Comment by RadiozRadioz
6 months ago
Then don't hit the SQL DB directly, cache the tokens in memory. Be it Redis or just in your app. Invalidate the cache on token expiry (Redis has TTL built in).
UserID -> token is a tiny amount of data.
6 months ago
Then don't hit the SQL DB directly, cache the tokens in memory. Be it Redis or just in your app. Invalidate the cache on token expiry (Redis has TTL built in).
UserID -> token is a tiny amount of data.
And now I need to invalidate the cache if the key is invalidated. Also this cache cannot be updated/invalidated atomically, like I can if I'm just storing a refresh key in the SQL db. Caching in Redis is more complex and more prone to error than access/refresh token systems.

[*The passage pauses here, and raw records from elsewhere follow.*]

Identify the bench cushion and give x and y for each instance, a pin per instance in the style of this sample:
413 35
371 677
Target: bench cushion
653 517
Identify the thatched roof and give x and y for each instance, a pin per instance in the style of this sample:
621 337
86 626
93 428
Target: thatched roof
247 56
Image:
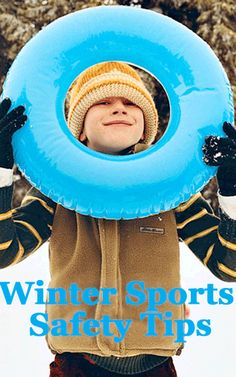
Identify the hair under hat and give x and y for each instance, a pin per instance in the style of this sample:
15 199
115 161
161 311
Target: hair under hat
110 79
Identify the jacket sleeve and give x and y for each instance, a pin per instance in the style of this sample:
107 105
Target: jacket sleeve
212 239
23 229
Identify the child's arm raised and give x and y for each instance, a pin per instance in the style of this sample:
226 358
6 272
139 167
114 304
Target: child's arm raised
24 229
212 238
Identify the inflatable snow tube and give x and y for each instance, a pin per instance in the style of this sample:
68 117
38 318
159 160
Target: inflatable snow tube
108 186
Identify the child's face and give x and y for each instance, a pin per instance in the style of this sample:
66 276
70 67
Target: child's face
113 124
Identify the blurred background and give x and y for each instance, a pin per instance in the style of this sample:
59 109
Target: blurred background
212 20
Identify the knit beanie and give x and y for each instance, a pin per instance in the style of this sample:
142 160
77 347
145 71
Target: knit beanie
110 79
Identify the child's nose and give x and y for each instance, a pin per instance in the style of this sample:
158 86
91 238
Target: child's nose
119 107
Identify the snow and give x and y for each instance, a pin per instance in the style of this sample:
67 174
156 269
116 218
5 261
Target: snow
25 355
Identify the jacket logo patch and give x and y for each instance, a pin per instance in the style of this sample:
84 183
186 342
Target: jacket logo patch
149 229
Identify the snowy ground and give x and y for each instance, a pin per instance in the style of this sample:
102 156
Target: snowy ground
211 356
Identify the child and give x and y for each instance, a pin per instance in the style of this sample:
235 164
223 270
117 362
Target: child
112 112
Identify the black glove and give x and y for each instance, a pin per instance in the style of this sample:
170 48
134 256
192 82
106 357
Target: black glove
221 151
9 123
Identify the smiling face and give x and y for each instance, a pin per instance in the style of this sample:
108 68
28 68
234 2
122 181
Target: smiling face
112 124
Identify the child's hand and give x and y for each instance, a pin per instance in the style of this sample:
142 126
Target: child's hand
9 123
221 151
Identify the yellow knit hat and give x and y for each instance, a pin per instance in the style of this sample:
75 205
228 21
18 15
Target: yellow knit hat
110 79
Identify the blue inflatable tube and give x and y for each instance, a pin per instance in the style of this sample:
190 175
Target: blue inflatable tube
108 186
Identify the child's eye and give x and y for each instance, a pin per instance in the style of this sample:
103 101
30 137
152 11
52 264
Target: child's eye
130 104
103 103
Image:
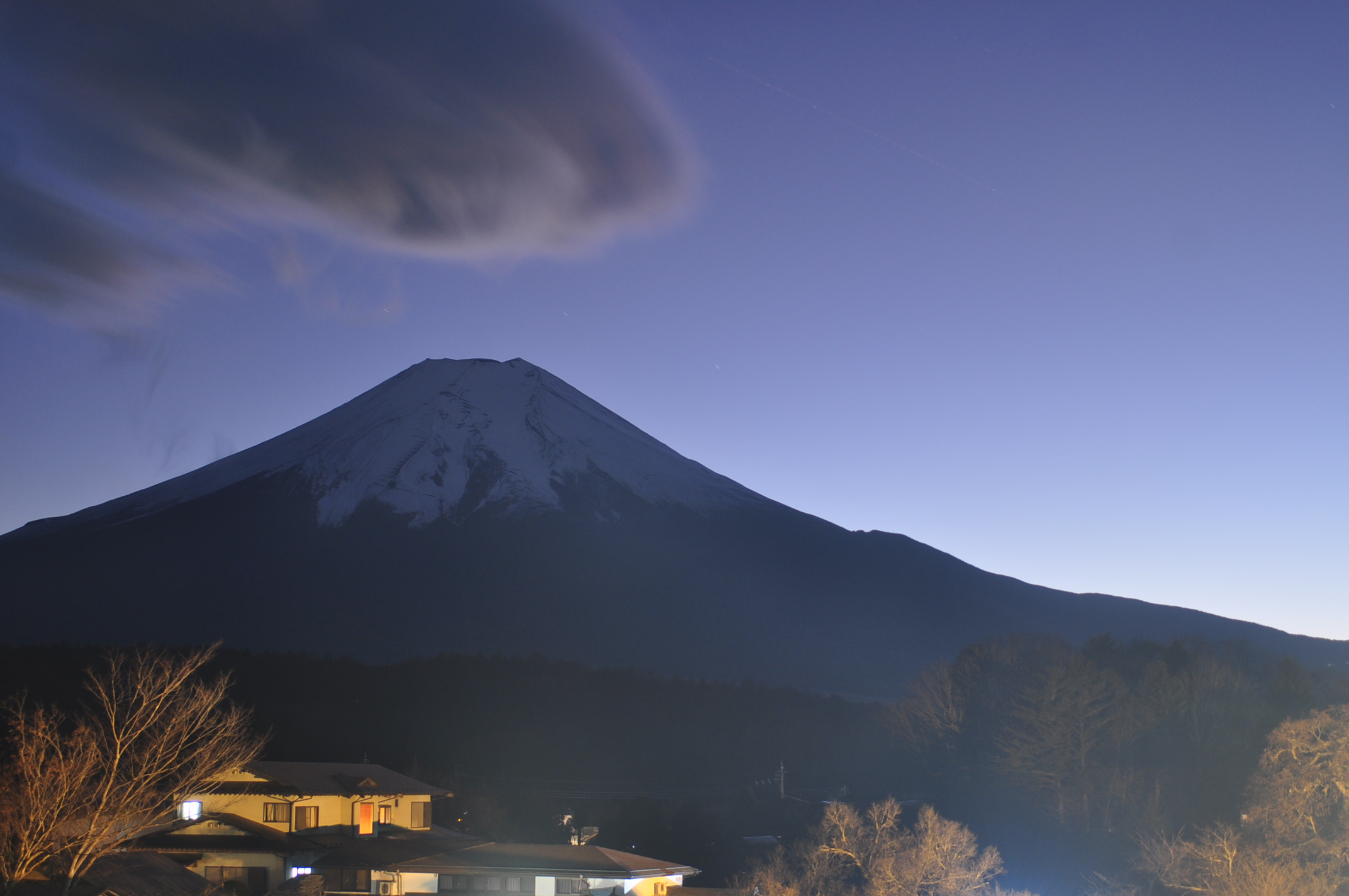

Dude, you can't have it both ways, pick one. You didn't want load on the DB, so you need to cache things somehow. Dealing with cache invalidation is a natural consequence.
Ok then, keep the DB, provision a distributed array of read replicas, make them use synchronous replication to maintain your atomicity, force them all of them to keep the session table in memory. Now your cache is managed by the DB and meets all your requirements.
I can have it both ways, that is the entire point of the refresh/access token system. The access tokens are used for 99% of requests (every request except "refresh" requests) and I am not persisting them anywhere – there is no cache/db read. It is a quick, CPU-bound check to decrypt the token, no i/o required.
Your newly proposed solution sounds much more complicated than the above.